The NLRP3 inflammasome is a protein complex including NLRP3, ASC, and Procaspase-1 [28]. The NLRP3 inflammasome, which can mediate the secretion of IL-1β, is activated in IBD [29, 30]. A previous research has stated that MCC950, an inhibitor of the NLRP3 inflammasome, suppresses the inflammation in inflammatory diseases [31]. Curcumin restrains the NLRP3 inflammasome to relieve the secretion of inflammatory cytokines in DSS-induced UC [32]. Likewise, Huaier extract inhibits the NLRP3 inflammasome and protects against DSS-induced UC in mice [33]. In our study, JWSYD decreased the protein levels of inflammasome-associated proteins, including NLRP3, ASC1, Procaspase-1, Cleaved caspase-1, and Cleaved IL-1β in DSS-induced UC mice and LPS-induced RAW264.7 cells. The results above indicate that JWSYD can suppress NLRP3 inflammasome in DSS-induced UC. The inhibition of NLRP3 inflammasome contributes to the remission of inflammation in UC.

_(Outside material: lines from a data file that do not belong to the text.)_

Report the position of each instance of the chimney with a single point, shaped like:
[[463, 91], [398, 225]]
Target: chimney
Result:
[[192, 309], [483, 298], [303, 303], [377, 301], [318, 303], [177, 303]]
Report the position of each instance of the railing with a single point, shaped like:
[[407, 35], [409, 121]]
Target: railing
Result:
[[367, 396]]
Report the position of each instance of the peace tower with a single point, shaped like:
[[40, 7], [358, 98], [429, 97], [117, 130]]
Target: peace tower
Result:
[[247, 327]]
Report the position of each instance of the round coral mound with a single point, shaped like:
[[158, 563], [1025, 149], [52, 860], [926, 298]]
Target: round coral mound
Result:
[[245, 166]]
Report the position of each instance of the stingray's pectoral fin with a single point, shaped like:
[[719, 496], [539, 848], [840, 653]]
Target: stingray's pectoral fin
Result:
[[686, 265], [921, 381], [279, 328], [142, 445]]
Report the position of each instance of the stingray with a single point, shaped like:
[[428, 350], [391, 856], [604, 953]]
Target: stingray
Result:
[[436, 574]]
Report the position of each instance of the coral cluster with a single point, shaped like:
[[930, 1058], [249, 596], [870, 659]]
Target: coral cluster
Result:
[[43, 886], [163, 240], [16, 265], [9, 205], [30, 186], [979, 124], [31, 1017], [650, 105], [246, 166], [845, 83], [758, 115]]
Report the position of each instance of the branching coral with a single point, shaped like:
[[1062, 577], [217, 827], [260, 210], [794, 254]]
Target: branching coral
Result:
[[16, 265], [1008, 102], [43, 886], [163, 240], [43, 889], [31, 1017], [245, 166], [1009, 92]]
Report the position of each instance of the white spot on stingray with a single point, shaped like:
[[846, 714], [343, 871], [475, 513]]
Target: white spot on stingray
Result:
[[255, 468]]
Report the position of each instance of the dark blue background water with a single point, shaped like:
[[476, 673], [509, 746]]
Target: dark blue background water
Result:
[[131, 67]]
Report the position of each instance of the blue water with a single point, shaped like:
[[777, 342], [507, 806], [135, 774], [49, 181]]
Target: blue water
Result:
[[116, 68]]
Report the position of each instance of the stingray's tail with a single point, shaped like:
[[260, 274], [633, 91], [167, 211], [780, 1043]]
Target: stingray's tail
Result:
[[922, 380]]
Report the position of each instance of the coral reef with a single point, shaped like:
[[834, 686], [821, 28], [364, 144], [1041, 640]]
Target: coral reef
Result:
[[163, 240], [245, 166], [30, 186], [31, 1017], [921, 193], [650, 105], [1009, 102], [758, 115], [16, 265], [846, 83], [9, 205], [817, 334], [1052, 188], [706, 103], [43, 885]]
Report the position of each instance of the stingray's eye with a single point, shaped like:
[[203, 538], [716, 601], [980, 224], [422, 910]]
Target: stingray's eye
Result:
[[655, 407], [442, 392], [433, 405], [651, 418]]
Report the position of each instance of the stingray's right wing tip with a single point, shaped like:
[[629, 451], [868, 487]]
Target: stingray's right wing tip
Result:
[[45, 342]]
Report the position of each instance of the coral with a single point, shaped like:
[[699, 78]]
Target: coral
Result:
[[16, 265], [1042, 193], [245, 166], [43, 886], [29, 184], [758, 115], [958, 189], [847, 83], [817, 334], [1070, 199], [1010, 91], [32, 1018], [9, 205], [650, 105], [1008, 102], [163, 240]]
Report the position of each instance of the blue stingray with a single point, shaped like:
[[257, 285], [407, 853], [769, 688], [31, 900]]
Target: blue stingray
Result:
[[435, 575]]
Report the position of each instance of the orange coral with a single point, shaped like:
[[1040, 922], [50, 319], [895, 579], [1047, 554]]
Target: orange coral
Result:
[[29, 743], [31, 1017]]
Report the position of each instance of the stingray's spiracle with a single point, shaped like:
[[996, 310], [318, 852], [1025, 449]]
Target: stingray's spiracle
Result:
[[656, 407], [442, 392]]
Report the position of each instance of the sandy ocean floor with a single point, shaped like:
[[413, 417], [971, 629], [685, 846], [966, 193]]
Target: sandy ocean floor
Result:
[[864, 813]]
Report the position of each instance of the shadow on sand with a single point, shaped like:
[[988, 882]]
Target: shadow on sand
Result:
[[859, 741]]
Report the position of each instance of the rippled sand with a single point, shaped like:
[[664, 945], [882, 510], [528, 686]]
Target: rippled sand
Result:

NF-κB is recognized as a transcription factor that exhibits a vital function in the immune system [34]. NF-κB is an important point in the course of IBD, and the expression of p-NF-κB is upregulated in DSS-induced UC [35, 36]. In addition, NF-κB regulates the expression of NLRP3 and it is recognized as the first signal to reflect the activation state of the NLRP3 inflammasome [37]. In our study, JWSYD inhibited the expression of p-NF-κB p65 and p-IκBα in DSS-induced UC and LPS-induced RAW264.7 cells, suggesting that JWSYD suppressed the NF-κB pathway. The inhibitory effect of JWSYD on the NF-κB pathway in UC was similar to that of some other traditional Chinese medicines as reported previously. For examples, Shaoyao decoction improves the anti-inflammation response via the TLR4/NF-κB pathway in UC [16]. Wogonoside protects against DSS-induced UC in mice by inhibiting the NF-κB pathway [38]. To sum up, we suspect that JWSYD may relieve DSS-induced UC by blocking the NF-κB pathway.

5. Conclusions

In conclusion, JWSYD improved DSS-induced UC in mice, probably by reducing inflammatory cytokines and inhibiting the NLRP3 inflammasome. The treatment effects of JWSYD on DSS-induced UC were associated with the blocking of the NF-κB pathway. Our research provides new insights into the treatment of UC in the future.

Data Availability

All data are available through the responsible corresponding author.

Ethical Approval

This study was conducted after obtaining local ethical committee approval of Xi’an Traditional Chinese Medicine Hospital. We confirm that all experiments were performed following relevant named institutional and national guidelines and regulations.

Conflicts of Interest

The authors declare that they have no conflict of interest.

Authors’ Contributions

HXQ and YHH contributed to the conception and design and analysis of data. XYC, LY, and YW were responsible for the drafting of the article. RRX was responsible for revising the article critically for important intellectual content. All authors read and approved the final manuscript.